Едва слышное прикосновение чьей-то руки к его челу разбудило его.
На пороге стояла женская фигура, державшая высоко светильник, который, разливаясь матовым сиянием над её лицом, придавал ей вид святой. Неслышно подошла она к постели, и оба с сыном склонились одновременно над больным.
Мастера не стало.
*
После похорон отца и переселения матери в горы, к тёте Софии и Оксане, Юлиан проведал их на несколько дней.
Уезжая уже совсем из гор, возвращался с Оксаной, которая провожала его на вокзал, дорогой мимо леса. Утро было чудесное: осеннее, чуть холодное, как обычно бывает в горах. Из некоторых оврагов между горами клубились туманы и, пронизанные струями солнца, рассеивались в белые, детские облачка, что, поднимаясь в синеву, уносились куда-то в бесконечность. Ветки старых елей свисали вдоль белой твёрдой дороги, усыпанные крупными каплями росы.

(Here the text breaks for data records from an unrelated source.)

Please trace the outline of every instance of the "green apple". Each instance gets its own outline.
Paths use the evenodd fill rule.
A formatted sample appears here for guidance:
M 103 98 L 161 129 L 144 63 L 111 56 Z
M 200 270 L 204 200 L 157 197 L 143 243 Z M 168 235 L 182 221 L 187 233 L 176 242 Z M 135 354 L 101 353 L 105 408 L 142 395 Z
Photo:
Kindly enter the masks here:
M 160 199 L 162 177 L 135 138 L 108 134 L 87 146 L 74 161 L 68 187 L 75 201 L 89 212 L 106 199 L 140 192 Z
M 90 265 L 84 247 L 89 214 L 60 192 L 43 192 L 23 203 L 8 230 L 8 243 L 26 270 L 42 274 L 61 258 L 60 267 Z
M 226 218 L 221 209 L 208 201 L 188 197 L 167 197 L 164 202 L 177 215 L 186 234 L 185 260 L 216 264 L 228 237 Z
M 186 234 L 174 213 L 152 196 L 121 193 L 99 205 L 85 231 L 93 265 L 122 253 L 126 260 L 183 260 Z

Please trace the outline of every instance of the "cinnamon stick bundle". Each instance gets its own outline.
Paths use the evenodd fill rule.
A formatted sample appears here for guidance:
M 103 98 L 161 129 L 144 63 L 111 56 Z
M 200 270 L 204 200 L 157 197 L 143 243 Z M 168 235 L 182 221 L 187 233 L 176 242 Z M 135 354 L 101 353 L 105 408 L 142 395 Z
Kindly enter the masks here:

Здесь неожиданно выныривала светлая скала из густого замкнутого леса и склонялась прямо над дорогой, там лес отступал от дороги, чтобы дать место каменным стенам, откуда шумно стекал горный поток. Недолго ехали они через центр городка, и тогда Оксана показывала брату, где жили некоторые их знакомые. Юлиану бросился в глаза один дом, словно сам по себе отделённый. Красотой не отличался, но роскошными тополями, что вырастали, как стражи, возле входной ограды. Низкий, с круглой верандой, как птичье гнездо, с окнами, слишком большими для его размеров, и красной крышей. За домом высились старые деревья-великаны, а небольшая площадка, окружавшая дом с трёх сторон, красовалась теперь цветником и манила прохожих извилистыми, усыпанными белым гравием дорожками.
— Чей это дом? — спросил Юлиан, поворачивая голову к красивому владению.

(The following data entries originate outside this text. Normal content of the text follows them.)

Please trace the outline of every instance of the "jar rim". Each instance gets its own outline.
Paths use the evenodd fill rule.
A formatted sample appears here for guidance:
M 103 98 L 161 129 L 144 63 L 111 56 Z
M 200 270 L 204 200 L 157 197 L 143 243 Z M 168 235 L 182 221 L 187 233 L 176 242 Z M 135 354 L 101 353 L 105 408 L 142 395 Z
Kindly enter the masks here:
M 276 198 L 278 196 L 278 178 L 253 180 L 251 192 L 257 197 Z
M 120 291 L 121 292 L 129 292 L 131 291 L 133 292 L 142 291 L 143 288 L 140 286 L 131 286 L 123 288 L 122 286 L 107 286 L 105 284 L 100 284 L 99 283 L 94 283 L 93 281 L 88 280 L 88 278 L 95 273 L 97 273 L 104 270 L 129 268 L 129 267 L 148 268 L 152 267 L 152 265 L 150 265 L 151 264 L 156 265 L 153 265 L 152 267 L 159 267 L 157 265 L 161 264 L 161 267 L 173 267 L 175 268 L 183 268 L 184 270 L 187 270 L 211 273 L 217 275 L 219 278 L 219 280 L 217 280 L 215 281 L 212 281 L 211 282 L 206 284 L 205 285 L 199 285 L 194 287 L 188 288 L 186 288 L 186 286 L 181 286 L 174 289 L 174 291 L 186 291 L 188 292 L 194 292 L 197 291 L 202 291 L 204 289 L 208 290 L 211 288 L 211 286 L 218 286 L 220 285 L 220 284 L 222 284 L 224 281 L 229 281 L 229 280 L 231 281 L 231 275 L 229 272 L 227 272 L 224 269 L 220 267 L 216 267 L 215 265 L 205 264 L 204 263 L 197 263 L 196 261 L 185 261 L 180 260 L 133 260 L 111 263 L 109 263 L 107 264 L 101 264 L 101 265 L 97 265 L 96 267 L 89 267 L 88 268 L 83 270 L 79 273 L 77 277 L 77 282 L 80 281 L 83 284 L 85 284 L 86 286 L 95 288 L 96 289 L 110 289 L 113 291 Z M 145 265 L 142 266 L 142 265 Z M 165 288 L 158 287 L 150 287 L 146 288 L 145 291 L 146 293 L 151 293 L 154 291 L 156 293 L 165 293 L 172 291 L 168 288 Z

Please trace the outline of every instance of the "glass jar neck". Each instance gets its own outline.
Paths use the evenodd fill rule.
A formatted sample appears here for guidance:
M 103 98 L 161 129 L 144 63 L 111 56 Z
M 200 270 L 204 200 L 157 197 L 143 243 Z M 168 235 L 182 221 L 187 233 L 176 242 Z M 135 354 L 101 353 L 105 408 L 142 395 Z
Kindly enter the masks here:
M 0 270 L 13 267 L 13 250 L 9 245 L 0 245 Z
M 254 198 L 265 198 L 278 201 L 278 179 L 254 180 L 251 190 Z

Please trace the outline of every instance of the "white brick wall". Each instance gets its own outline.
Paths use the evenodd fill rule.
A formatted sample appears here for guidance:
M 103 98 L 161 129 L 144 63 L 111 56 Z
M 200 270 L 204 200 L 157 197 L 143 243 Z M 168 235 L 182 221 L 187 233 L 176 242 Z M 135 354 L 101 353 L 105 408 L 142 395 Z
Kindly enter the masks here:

— Директора Альбинского, красивый, правда?
— Альбинского? — переспросил он, пожимая плечами. — В хорошем состоянии, но без стиля.
— Он его немного обновил, большие окна вставил, — пояснила сестра. — Давным-давно, говорят, имел дом маленькие, низкие окна и ещё и с решётками, чем напоминал тюрьму. Но я люблю это жильё. Оно напоминает мне какой-то замкнутый мир, какую-то таинственность, что манит. Говорят некоторые, что он сделал это для своей единственной внучки, которая просила и докучала деду так долго, пока он не сменил маленькие тюремные окна на большие "европейские".
Когда они подъезжали к горе, за которой лежал железнодорожный вокзал, с горы навстречу им медленно спускалась коляска с сытыми лошадьми. В ней сидели двое — какой-то пожилой мужчина, элегантный господин, а рядом с ним тесно прижата нежная женская фигура в глубоком трауре.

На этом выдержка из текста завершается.